The Applesteins called last night to remind us of our son Daniel's dental appointment on Monday. The Applesteins, total strangers, probably know more about our lives than most of our friends and family. They know our dentists and doctors, our kids' schools, our friends. I'm sure they also know where we worship, what charities we favor, what theater subscriptions we've had in the past, and where we work.
The Applesteins (not their real name) have our old phone number, the one we used for 15 years before we moved to Brussels for a year. Not only were they unfortunate enough to get our memorable number, a James Bondish 0707, but they also inherited our set of friends and acquaintances who seemed to think that the phone company would temporarily retire that number until we were ready to retrieve it again.

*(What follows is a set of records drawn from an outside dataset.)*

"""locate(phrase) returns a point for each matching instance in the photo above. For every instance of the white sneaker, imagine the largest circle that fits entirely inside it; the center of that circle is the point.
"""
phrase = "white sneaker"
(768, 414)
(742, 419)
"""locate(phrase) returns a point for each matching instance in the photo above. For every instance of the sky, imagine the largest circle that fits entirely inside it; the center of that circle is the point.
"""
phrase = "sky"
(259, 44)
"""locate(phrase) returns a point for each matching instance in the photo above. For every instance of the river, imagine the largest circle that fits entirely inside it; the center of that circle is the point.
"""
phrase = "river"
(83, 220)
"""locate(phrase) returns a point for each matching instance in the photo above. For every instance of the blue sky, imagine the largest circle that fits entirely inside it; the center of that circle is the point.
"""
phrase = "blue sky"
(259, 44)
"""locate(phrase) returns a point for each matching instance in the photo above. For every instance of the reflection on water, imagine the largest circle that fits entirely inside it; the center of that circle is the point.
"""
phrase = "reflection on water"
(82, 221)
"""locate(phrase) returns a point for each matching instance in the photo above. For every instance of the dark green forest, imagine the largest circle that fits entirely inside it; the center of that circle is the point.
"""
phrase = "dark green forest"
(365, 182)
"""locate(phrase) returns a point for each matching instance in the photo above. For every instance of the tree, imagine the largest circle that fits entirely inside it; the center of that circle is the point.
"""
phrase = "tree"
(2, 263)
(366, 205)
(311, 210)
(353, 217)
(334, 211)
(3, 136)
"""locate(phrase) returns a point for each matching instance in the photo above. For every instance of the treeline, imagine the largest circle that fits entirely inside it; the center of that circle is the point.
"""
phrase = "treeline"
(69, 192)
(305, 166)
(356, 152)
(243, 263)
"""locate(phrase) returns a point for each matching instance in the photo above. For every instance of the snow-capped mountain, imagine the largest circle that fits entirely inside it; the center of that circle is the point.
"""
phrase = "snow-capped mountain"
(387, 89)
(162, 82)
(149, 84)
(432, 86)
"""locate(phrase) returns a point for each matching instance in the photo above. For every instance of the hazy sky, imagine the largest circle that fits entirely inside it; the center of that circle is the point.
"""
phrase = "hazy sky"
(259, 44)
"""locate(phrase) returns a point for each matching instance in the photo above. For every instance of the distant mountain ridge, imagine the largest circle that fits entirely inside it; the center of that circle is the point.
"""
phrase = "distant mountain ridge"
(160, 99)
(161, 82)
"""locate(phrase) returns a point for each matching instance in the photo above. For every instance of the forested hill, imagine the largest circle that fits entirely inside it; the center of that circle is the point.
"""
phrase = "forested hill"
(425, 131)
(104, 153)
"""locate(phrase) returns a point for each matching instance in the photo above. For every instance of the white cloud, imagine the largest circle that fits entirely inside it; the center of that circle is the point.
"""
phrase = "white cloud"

The poor Applesteins have fielded graduation notices from the kids' schools, questions about the book club from my friends, and who knows how many embarrassed hangups when people wanted to call us and realized they'd gone for the old number.
Joan Applestein was on the line. I almost felt she was an old friend. "We should invite you over," I said. "You've been so kind, and I'm sorry to cause you all this trouble."
"It's no trouble," said Joan. It turned out that her children go to the same dentist. So when she heard the message, she tried to remember if she had made an appointment for Monday. "That's when I realized I don't have a Daniel," she said. "But please tell the dentist the new number."
"Yes, I will," I said. "I just needed to have my son's teeth cleaned before he goes off to college."
"You really don't need to tell me that," she responded. I paused. I realized I wasn't sure if she was trying to tell me not to bother her with so much personal information - or whether she already knew all about it.
"Tell Daniel good luck in college," she added. I wonder if she'd like his dorm address so she can send him a care package.